During his two hundred and eighty-seven days of custody, Steven had watched the same films several times over. Another of his favourites was Butch Cassidy and The Sundance Kid. The classic Paul Newman and Robert Redford story of the Hole in the Wall Gang, bank and then train robbers. He enjoyed the seduction scene between the Sundance Kid and his lover, schoolteacher Etta Place, who reminded him of the Sports Injury assistant with her soft, brown ass. He loved the freeze-frame ending, when Butch and Sundance were tracked down by the relentless bounty hunter in the white hat and shot full of holes. There was something beautifully heroic about going out in a blaze of glory.
Chapter Nineteen
The courtroom was awash with officials. Viv looked on as men in suits, robes, wigs, and long-toed shoes streamed into the courtroom. Boxes of paperwork were carried in. Mobile phones scrutinised. The rectangular dock in the centre of the courtroom stood empty, the strips of pale-green glass between panelled beech-wood. Overhead, daylight filtered down from a recessed window.
She watched a big-bosomed security guard, whose hair was scraped into a severe ponytail. The woman leaned against the wall next to the custody suite, chatting to two male security officers.
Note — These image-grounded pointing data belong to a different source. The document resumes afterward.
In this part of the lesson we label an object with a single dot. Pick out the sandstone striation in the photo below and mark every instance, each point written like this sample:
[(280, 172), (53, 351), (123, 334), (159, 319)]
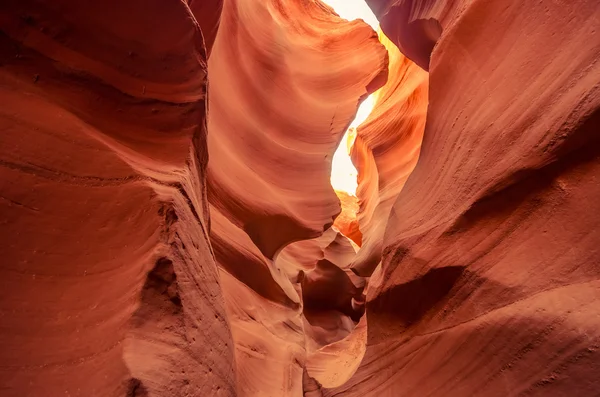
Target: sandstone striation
[(169, 227), (489, 279), (109, 286)]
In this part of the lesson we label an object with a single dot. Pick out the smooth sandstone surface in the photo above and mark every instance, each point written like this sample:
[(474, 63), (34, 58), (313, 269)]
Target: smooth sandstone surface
[(169, 228), (489, 279), (109, 286)]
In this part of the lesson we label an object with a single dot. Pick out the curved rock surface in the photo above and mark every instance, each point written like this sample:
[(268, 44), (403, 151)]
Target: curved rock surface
[(269, 166), (386, 151), (108, 286), (166, 211), (269, 177), (489, 282)]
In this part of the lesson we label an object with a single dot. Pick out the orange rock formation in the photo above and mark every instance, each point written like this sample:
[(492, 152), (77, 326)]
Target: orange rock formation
[(169, 228)]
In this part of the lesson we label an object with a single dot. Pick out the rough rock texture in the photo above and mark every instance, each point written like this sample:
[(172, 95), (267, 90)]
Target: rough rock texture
[(490, 276), (109, 286)]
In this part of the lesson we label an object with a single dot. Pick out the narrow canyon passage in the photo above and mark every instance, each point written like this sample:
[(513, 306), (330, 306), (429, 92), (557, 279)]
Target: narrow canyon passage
[(302, 198)]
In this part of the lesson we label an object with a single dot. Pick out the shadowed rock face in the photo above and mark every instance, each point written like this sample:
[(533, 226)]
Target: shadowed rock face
[(166, 214), (109, 286)]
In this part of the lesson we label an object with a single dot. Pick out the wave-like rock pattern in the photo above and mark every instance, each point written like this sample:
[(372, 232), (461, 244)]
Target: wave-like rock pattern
[(109, 286), (285, 83), (386, 151), (489, 281)]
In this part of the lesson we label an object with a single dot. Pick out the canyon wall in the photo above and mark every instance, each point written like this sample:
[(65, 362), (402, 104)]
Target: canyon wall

The door into the dock was several paces from the custody suite. The guard with the big bust had a bunch of keys attached to her belt by a long, metal chain, as if someone might wrestle them from her. Viv didn’t think the woman would be capable of putting up much of a fight. Journalists took their places to watch the final act of the drama play out. Pete exchanged greetings with some of the local reporters. Mitch and Alice were already sitting in the front row, a short distance from the doorway where Doctor Steven Haslett would emerge for the last time. Mitch wore a navy suit and a blue, open necked shirt below his military-style haircut. His grandmother was wrapped in the same overcoat and scarf she had worn at Monday’s hearing.